Hock glared at him, then gestured to the children. “What do they want?”
“They want you to go.”
Hock took a stride to come abreast of him and said in a heated whisper, “I want to go. Let me go. You said you don’t want me here.”
But the boy wouldn’t look at him, or if he was looking at him Hock couldn’t tell, because the sunglasses did not reveal his eyes. All he saw was the sour disapproving mouth.
“That was the other day. That was previously.” He spoke the syllables separately like a whole sentence.
“I’d like to know where you learned English,” Hock asked again.
“From your people.”
“I don’t have any people.”
“Yes, yourself you are having. They are coming. That is why we want you to stay.”
“They’re coming here?”
“We will see.”
“When are they coming?”
“We will see.”
Hock had often been frustrated by Sena-speaking people, with all their euphemisms and evasions, but much worse was his trying to make sense of conversing with someone like this Sena boy, for the fact that the boy spoke English reasonably well was a barrier to any understanding and only maddened him more. There was a point where a reasonable command of English made someone like this punk in sunglasses incomprehensible.
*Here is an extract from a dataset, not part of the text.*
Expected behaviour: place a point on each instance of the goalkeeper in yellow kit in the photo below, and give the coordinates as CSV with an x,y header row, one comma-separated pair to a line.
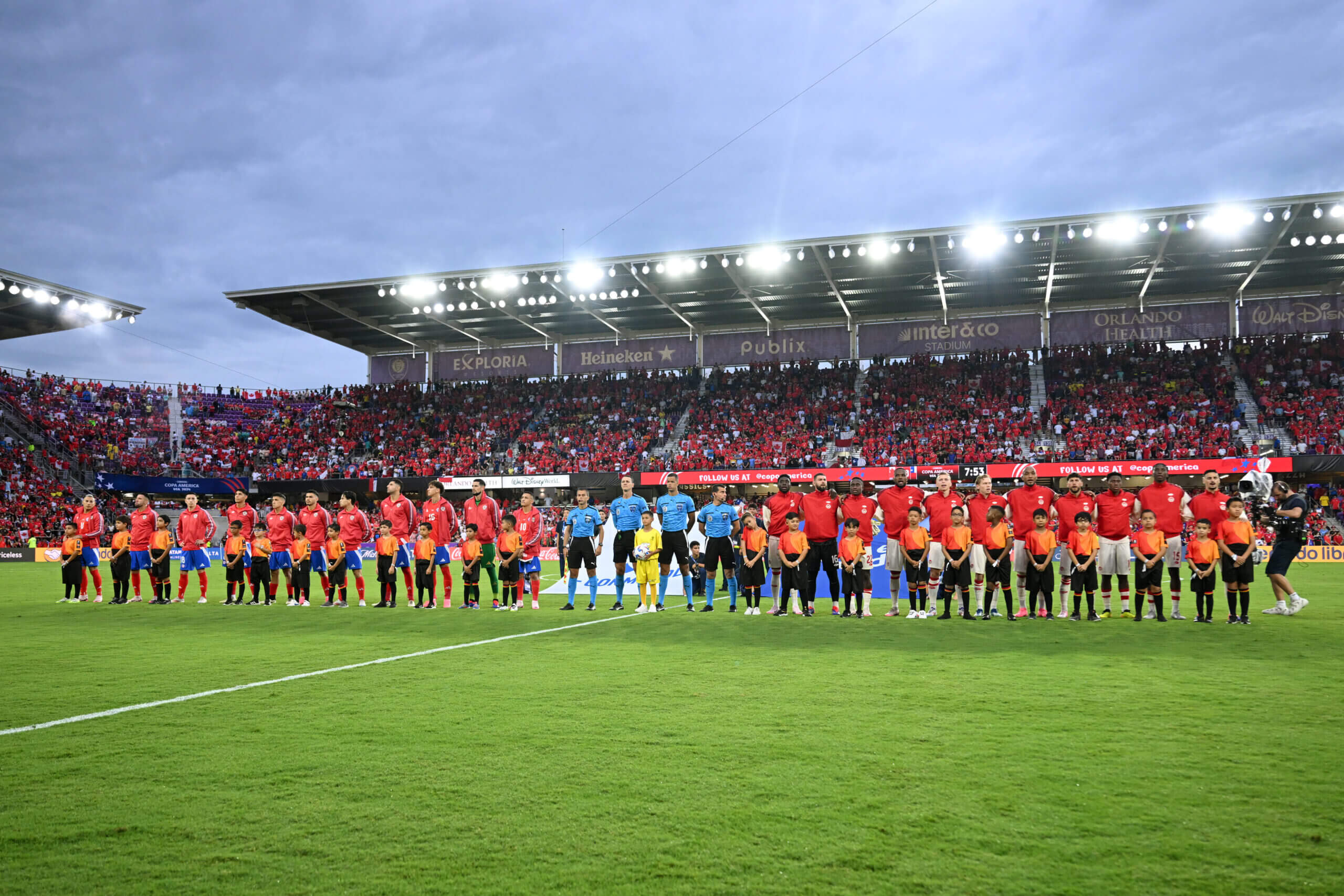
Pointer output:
x,y
647,566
“I’m hungry,” Hock said. “I’ll need food.”
The boy said nothing, only raised his face to the sky, seeming to listen, and in this posture, looking up, distracted, appeared disapproving of Hock, as though he were an annoyance, an inconvenient straggler, an adult alien in a village of children, on the Lower River, in the marshes that were neither Malawi nor Mozambique, without a road or a well or, as far as Hock could tell, any garden.